The bank seeks to make a point against Westerman, because he admitted on cross-examination that, although unauthorized, it was all right for Williams to sell his wheat and get the money for it. But what of that? Williams converted the money to his- own use by placing it to his own credit in the bank. Certainly Westerman did not loan Williams the money; he did not know of either the sale or' conversion. He did not condone the conversion. Counsel for the bank say:

“In our opinion, under the facts as developed in this case, it would be a dangerous precedent to say that simply because some depositor of a bank should make away with moneys belonging to another a considerable period of time prior thereto that in order to hold the bank liable all that is necessary is to show that the one who made way with the money had at the time been a depositor at the bank and still carried a deposit therein. . . .
“Assuming for the sake of argument only, that Williams sold all of Westerman’s wheat and deposited the whole of the proceeds in appellant’s bank and then as trustee of these funds checked it out indiscriminately for current business expenses, the bank surely could not be held liable in any manner or under any conceivable circumstances unless it had knowledge that the funds so checked out as aforesaid were trust funds.”

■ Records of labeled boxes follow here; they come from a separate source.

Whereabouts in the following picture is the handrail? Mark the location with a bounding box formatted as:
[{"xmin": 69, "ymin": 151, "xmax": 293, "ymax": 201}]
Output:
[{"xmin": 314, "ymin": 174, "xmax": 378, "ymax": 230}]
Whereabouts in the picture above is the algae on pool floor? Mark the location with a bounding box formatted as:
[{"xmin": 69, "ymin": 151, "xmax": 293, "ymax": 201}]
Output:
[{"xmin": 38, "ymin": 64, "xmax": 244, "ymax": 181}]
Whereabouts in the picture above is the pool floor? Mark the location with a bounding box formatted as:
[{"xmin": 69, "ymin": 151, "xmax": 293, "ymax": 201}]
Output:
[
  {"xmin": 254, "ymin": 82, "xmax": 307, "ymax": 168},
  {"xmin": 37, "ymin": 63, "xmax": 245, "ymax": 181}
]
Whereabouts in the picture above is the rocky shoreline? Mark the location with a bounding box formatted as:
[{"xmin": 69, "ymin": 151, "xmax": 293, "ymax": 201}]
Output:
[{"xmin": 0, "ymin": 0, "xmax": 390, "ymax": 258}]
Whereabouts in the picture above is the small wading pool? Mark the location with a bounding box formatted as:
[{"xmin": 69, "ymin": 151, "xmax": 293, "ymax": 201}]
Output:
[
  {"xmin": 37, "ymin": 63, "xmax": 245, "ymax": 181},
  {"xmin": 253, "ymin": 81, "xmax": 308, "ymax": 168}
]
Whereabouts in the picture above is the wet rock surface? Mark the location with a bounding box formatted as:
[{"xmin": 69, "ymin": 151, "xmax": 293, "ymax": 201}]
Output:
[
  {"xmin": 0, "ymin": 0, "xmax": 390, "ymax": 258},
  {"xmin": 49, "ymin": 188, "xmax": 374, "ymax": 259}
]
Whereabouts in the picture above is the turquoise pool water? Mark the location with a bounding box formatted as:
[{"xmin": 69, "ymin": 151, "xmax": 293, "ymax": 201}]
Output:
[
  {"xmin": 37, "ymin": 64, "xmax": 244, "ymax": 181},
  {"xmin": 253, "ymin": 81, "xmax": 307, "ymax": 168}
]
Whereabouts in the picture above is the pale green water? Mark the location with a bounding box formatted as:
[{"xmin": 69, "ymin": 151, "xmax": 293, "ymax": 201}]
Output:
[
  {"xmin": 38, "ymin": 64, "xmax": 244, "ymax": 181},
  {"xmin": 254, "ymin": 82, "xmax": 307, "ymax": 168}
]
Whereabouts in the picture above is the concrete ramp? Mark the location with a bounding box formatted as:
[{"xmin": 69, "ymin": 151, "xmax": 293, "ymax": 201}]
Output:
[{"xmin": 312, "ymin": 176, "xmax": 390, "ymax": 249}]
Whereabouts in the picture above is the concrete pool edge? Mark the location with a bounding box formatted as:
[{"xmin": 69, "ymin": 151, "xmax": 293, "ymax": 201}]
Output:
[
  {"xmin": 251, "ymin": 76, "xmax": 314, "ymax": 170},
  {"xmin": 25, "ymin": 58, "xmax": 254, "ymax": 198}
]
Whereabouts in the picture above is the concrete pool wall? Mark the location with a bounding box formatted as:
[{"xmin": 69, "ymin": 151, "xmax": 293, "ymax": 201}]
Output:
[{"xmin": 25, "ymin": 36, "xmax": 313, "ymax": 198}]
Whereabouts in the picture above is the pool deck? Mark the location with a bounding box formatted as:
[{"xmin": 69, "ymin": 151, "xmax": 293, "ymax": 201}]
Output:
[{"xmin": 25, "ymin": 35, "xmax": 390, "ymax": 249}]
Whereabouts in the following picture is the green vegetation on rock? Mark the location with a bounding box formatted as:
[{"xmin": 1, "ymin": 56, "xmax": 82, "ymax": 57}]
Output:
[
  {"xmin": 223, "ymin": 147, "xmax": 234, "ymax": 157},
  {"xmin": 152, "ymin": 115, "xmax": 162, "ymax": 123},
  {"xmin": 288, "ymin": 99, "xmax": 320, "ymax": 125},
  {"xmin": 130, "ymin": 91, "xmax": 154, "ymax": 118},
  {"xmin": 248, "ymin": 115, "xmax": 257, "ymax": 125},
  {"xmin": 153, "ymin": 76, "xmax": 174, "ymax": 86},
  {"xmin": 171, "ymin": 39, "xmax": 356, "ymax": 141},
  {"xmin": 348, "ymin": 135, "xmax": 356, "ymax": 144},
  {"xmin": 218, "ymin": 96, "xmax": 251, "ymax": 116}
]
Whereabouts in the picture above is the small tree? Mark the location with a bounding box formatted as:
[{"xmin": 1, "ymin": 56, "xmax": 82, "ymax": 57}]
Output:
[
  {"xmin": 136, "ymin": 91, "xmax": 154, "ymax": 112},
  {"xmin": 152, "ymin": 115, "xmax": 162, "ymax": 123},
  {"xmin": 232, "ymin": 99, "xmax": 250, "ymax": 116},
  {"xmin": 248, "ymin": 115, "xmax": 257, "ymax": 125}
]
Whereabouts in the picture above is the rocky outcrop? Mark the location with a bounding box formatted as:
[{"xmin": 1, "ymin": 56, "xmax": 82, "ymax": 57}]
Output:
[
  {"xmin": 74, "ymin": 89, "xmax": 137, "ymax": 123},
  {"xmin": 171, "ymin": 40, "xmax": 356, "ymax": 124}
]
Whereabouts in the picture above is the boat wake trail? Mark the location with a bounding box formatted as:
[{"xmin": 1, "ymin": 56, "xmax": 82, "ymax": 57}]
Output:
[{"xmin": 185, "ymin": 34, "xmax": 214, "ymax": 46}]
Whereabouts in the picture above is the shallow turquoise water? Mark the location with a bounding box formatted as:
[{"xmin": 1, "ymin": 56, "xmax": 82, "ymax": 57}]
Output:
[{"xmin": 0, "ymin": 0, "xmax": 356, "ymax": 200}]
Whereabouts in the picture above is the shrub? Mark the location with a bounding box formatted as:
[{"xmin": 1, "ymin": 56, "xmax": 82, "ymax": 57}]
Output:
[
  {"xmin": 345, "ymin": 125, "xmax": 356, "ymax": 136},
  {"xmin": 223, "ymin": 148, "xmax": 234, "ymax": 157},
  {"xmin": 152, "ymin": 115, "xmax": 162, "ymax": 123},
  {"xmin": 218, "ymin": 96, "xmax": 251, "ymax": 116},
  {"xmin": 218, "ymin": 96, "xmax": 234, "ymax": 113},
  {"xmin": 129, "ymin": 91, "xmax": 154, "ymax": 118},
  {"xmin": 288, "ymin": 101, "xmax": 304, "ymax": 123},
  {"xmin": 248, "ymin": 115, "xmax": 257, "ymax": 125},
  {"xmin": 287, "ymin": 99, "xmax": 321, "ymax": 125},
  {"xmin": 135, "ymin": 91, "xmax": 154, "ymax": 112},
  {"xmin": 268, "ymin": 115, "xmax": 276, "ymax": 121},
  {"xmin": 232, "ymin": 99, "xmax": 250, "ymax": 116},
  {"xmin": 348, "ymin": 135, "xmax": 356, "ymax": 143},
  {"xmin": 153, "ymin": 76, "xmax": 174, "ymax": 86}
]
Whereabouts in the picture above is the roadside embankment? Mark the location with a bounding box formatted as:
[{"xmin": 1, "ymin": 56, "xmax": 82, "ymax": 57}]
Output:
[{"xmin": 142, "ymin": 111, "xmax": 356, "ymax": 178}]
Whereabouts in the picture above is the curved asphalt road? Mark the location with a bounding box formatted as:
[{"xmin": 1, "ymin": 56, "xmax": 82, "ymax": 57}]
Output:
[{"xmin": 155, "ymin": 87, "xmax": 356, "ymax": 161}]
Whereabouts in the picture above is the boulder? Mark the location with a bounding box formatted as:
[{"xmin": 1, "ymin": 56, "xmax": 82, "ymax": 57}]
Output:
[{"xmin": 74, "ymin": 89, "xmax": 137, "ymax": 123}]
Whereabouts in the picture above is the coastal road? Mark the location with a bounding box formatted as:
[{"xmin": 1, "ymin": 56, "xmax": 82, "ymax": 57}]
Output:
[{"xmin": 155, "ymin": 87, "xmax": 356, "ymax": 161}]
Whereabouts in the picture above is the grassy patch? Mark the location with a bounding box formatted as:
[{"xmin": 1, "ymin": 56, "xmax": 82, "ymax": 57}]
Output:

But let us not confuse or mistake the issue. No liability was sought tó be imposed on the bank because of Williams’ wrongdoing. This is not an action to impose a liability on the bank. It is simply a three-cornered fight between the bank, Westerman, and Turner to secure a sum of money in a debtor’s checking account. And the evidence was amply sufficient that the checking account contained the proceeds of Westerman’s wheat. The deposit account therefore was properly subjected to the satisfaction of Westerman’s claim, which can no more be said to impose a liability on the bank than it imposes a liability on Turner, although both of them are excluded from that part of the fund because of Westerman’s superior right thereto. Nor does this result from any supposed sanctity of a landlord’s lien. It would have been just the same if Williams had come *778into possession of anybody’s money, derived from any source, and he had put it into his own bank account. The party whose money it was could follow it and impress a trust upon it superior to that of the bank so long as the bank permitted it to remain in its customer’s checking account, and likewise superior to that of a garnisheeing creditor. (39 Cyc. 528; 26 R. C. L. 1232, et seq.)

The other matters argued by the bank have all been carefully considered, but need no discussion. The court can discern no material error in the record which would justify a reversal either in behalf of plaintiff or the bank; and the judgment is therefore affirmed.